The Secret Life of Figs - August 11, 2010
Jeff Schalau, Associate Agent, Agriculture & Natural Resources
University of Arizona Cooperative Extension, Yavapai County

In previous installments of the Backyard Gardener, I have discussed how some organisms form mutualistic relationships: associations between organisms of two different species in which each member benefits. One example is nitrogen fixing bacteria that live in the root nodules of legumes (plants in the pea and bean family) where they convert atmospheric nitrogen into plant-available nitrogen. Another is the relationships between 80% of the world’s plants with mycorrhizal root fungi which enhance phosphorus availability and disease resistance in those plants. In each case, the plant provides carbohydrates to the bacteria or fungi in return for nitrogen, phosphorus, and other benefits.

Many readers are likely aware that figs are pollinated by very small wasps. Figs are filled with microscopic flowers and, when fertilized, produce the small seeds that go crunch when you bite into a fig bar. The flowers are not visible from the outside of the fig. Fertilized female wasps crawl into unripe figs which contain unfertilized flowers to lay their eggs, and in doing so, carry pollen from fig to fig, thus pollinating the flowers and producing those crunchy seeds. Where the female wasp lays an egg, the flower forms a gall rather than a seed. This does not pose a problem for the fig though – the wasp has pollinated the flowers and the seeds will form to ensure a future for the fig trees.

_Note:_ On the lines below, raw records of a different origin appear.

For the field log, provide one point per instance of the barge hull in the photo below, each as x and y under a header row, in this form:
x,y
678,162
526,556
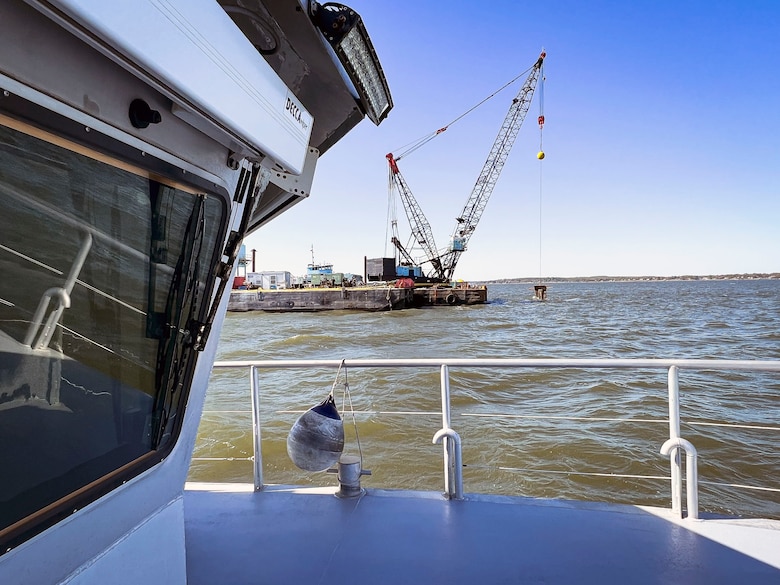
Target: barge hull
x,y
321,299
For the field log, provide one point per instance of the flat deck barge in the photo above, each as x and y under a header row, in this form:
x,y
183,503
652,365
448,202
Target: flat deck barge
x,y
385,298
321,299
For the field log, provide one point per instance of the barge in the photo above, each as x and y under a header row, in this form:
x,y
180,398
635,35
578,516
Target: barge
x,y
321,299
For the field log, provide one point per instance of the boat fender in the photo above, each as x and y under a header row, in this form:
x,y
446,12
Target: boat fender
x,y
316,440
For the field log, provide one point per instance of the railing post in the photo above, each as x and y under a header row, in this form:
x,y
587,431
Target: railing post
x,y
453,467
674,434
256,438
673,447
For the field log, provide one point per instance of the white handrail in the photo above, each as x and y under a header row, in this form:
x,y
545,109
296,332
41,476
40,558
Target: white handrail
x,y
453,467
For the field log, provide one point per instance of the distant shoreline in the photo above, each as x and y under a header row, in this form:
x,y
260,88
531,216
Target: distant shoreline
x,y
556,279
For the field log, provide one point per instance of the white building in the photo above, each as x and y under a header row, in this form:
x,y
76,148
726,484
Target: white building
x,y
269,280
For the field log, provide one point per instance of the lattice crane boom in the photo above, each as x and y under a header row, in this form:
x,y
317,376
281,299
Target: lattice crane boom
x,y
421,229
477,201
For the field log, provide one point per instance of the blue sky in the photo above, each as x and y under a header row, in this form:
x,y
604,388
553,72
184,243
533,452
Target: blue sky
x,y
662,140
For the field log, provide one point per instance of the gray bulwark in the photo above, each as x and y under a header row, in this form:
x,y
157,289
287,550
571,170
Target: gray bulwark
x,y
299,535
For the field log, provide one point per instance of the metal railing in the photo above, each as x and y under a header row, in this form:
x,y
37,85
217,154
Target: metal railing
x,y
453,475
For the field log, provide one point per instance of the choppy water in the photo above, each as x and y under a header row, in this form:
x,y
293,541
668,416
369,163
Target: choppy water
x,y
537,452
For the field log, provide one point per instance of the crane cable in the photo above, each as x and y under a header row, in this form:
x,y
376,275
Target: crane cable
x,y
415,144
540,156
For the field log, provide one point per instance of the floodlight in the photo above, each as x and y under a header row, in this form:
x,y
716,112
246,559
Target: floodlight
x,y
343,28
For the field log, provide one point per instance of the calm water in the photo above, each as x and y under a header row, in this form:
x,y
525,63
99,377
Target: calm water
x,y
556,439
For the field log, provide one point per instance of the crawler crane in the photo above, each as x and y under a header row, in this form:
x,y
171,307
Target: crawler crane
x,y
443,263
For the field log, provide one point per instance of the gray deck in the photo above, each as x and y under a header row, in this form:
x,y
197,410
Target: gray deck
x,y
298,535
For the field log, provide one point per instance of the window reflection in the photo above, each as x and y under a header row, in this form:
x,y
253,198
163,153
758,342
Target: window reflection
x,y
102,269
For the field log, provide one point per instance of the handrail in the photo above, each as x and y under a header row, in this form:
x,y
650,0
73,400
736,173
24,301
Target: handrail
x,y
453,467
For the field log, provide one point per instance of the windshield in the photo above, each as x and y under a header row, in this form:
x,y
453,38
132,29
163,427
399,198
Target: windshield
x,y
106,271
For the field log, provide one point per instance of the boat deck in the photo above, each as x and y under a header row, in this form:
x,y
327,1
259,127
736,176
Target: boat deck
x,y
307,535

Back to the developing wasps, male wasps emerge from their galls first and fertilize the females before they emerge. Next, the females emerge from their galls and collect pollen from the fig flowers before emerging from the fig to visit and pollinate other fig flowers. In this manner, the figs are pollinated and the wasps have a protected place to breed. This is another classic example of mutualism – or so it seems. Less than 5% of the time, the female wasp neglects to collect the pollen and simply departs to lay her eggs in another fig. If the fig is not pollinated, it will not produce seeds and may be aborted by the tree. Wasp eggs in the aborted figs do not develop thereby providing negative feedback and preventing that individual wasp’s reproduction.

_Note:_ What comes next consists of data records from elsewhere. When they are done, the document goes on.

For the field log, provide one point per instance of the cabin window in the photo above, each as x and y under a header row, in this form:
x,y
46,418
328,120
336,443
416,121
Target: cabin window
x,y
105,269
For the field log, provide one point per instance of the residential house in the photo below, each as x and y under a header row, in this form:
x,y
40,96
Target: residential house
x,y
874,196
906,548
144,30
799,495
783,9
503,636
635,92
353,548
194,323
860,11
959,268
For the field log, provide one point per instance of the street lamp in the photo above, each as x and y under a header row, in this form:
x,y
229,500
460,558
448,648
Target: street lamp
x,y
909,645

Most of us are aware of edible figs and even some of the varieties (Mission, Brown Turkey, Kadota, etc.). If you’ve been to the tropics or are an indoor plant lover, you may be aware of the over 700 known fig species. Each fig species partners with a few species of these small, pollinating wasps to produce seeds. But the plot thickens: not all fig species abort the unfertilized fruit with equal regularity. The fig species that impose strict punishment instill meticulous pollination habits in their wasp populations by aborting figs with greater frequency. Other fig species are more accepting of poor pollination habits and abort fewer unfertilized figs which perpetuates lazy pollination behavior in those wasp populations.

Sneaky wasps are one thing, but some fig species can be downright spiteful. Half of the known fig species have evolved a pollination system that unfairly punishes wasps by luring them into specialized female-only flower pouches that accept pollen but kill the wasps’ young. While these fig species have figured out how to deceive the wasps, as far as we know, the wasps have not yet figured out a way to reciprocate. It’s a dog-eat-dog world out there – even among figs and pollinating wasps. Cheaters abound in nature as well as human society - and sometimes they go unpunished.

I hope you’ve enjoyed this foray into the world of fig pollination. Of course, there is the off chance that you didn’t enjoy the technical rambling – but, if that were the case, you wouldn’t have read this far. Regardless, I credit my inspiration to Science News. If you’d like to learn even more about nature’s cheaters, see the July 31, 2010 Science News article Nature’s Recourse: How Plants and Animals Fight Back When Deals Go Sour by Susan Milius.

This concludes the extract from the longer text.